This article exaggerates the undesirability of cross-compiling from x86 to ARM. It requires a bit of a conceptual shift, but once your toolchain is set up workflow is practically the same. Debugging is a bit trickier, but most issues can be sorted out on x86 before cross-compiling. It's definitely not like developing for Windows on a Mac.

There may be a compelling case for a PC that consumes less energy​ by using an ARM CPU, though peripherals like DDR RAM, SSD and video card will use the same energy regardless of CPU architecture.




Embedded Linux developer here as well.

As much as I grind my teeth with Yocto, it does make the process of generating a usable toolchain much easier than it used to be. Which makes the rest of it easier.

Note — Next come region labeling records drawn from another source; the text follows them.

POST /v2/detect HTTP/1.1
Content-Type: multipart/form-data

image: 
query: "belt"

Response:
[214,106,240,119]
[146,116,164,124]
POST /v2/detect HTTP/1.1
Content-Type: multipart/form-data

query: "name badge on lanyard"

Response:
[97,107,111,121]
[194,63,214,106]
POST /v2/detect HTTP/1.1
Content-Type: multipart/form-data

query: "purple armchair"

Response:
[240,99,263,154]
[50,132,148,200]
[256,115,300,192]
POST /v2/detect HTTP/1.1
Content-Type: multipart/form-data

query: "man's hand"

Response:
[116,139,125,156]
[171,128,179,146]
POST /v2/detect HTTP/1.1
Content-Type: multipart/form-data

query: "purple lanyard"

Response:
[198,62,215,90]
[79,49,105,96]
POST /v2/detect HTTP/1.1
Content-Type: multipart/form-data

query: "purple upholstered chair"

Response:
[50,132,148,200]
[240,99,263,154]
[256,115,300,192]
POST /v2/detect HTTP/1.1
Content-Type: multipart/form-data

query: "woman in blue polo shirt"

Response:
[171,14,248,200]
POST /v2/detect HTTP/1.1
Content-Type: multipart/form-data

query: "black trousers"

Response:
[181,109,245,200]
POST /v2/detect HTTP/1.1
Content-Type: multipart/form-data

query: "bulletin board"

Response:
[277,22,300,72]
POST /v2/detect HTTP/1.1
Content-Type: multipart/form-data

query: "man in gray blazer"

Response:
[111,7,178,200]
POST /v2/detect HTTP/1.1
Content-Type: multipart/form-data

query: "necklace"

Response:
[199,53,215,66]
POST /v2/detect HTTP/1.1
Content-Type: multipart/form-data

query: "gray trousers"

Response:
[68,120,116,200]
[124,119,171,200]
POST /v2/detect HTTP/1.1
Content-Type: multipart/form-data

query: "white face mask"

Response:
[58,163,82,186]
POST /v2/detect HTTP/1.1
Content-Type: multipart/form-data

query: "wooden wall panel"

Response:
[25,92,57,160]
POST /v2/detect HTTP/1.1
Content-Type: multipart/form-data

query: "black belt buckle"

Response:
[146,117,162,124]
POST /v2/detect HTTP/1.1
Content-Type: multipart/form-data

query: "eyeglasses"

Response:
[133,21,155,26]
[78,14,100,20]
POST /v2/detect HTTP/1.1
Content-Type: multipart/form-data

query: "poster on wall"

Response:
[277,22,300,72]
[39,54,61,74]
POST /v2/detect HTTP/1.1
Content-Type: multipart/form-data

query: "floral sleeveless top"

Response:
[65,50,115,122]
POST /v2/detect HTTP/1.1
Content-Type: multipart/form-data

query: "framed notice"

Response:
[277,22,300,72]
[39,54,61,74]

Up until a couple of years ago it was pretty much "grab what you can from CodeSourcery and cross your fingers".


i've found that:

* if all you need is a toolchain, go with crosstool-ng.

* if you want a toolchain and a bootable kernel with busybox and dropbear for a popular chipset, go with buildroot.

* if you want buildroot plus flexibility in every direction (at the cost of configuration pain), go with yocto.

* if you've outgrown even yocto, you're back to crosstool-ng and rolling your own build/bundle system.


For my current project I'm pulling the cross compiler from Debian and the libraries from Debian:armel. This doesn't work for every project, but it sure is easy when it does. I sure don't miss the days of building my own compiler and carefully crafting my root filesystem, but I know I can always fall back on that if I have to.